È giusto ricordare che gli operatori di Montelupo sono molto impegnati nel realizzare aperture trattamentali, che sono, però, praticabili per i soli internati a seguito di sentenza definitiva. Su 247 assegnati al 31/8/2001 (l’istituto, negli ultimi tempi, è sovraffollato: la capienza prevista è di 188 unità), 153 sono internati definitivi: di questi 32 sono in licenza finale di esperimento al loro domicilio o in strutture esterne; degli altri 121, 99 fruiscono di licenze (85 di licenze orarie frazionabili e 14 di licenze per più giorni) e 4 sono in semilibertà.
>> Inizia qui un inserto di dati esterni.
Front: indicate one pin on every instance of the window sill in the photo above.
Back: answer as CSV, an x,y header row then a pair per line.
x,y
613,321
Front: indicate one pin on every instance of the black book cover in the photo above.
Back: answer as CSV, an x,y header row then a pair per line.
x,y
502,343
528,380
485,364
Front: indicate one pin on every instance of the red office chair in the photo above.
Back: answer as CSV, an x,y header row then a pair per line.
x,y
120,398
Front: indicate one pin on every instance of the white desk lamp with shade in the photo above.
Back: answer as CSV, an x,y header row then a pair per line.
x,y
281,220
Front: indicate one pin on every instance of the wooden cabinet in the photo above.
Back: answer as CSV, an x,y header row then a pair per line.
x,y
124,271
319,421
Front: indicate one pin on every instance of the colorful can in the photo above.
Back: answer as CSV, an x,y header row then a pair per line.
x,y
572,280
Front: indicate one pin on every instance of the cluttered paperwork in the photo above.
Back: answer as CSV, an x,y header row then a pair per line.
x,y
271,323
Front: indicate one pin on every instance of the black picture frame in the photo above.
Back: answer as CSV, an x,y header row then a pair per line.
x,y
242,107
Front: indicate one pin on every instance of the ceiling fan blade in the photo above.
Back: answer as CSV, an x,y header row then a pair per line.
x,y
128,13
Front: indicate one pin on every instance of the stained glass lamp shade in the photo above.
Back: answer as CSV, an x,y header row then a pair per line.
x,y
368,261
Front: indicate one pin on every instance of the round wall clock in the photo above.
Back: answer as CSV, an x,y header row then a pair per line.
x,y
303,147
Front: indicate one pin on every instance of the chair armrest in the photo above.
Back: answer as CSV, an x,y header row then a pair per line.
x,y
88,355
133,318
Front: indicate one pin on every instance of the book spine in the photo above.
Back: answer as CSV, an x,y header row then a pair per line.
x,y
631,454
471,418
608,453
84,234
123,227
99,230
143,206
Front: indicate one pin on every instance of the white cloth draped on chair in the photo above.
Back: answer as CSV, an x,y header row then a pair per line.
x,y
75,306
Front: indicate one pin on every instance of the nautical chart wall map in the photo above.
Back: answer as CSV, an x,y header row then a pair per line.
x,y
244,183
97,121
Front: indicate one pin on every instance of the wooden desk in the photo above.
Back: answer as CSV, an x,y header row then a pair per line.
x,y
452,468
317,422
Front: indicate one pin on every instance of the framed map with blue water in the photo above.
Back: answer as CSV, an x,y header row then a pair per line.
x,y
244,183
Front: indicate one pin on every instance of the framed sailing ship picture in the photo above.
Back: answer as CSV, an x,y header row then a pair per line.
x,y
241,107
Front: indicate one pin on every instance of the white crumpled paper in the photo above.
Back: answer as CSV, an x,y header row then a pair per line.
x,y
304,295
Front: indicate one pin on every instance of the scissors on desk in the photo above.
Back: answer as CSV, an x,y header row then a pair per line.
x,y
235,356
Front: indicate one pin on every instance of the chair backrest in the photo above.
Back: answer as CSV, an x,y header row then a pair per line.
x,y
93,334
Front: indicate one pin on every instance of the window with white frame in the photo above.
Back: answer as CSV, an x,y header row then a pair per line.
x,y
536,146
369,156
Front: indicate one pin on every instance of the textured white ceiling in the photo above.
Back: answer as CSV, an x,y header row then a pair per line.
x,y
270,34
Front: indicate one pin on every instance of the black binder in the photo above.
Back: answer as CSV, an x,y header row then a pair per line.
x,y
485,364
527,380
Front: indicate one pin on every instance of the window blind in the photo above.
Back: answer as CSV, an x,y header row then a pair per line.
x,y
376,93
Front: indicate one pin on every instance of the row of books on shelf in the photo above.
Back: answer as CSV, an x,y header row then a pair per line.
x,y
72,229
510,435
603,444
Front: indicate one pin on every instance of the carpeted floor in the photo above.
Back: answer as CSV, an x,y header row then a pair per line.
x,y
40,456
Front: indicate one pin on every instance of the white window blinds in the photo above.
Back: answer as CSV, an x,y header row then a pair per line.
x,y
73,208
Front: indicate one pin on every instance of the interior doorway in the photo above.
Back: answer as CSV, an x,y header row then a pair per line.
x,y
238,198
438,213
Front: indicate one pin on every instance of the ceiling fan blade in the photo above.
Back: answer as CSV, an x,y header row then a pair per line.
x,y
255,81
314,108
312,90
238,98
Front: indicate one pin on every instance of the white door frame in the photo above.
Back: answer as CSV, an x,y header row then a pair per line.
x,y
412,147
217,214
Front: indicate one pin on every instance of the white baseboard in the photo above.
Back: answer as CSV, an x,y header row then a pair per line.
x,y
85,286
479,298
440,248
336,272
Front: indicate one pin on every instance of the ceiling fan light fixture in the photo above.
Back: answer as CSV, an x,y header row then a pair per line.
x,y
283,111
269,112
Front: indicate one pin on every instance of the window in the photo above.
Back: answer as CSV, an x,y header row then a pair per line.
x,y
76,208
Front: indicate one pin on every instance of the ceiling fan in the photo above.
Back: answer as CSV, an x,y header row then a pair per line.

Qualche intervento è possibile anche per i 17 detenuti ricoverati stabilmente per le loro condizioni psichiche (di questi cinque fruiscono di permessi premio). Invece, per i 65 internati provvisori (con procedimento penale ancora in corso) e i 17 detenuti in osservazione psichiatrica dal carcere (con brevi permanenze in Opg), le possibilità di aperture all’esterno sono inesistenti.
Da tempo è chiaro che la reale modifica degli Opg passa essenzialmente attraverso una riforma legislativa. Tuttavia le diverse proposte in merito non hanno neppure iniziato un concreto percorso normativo.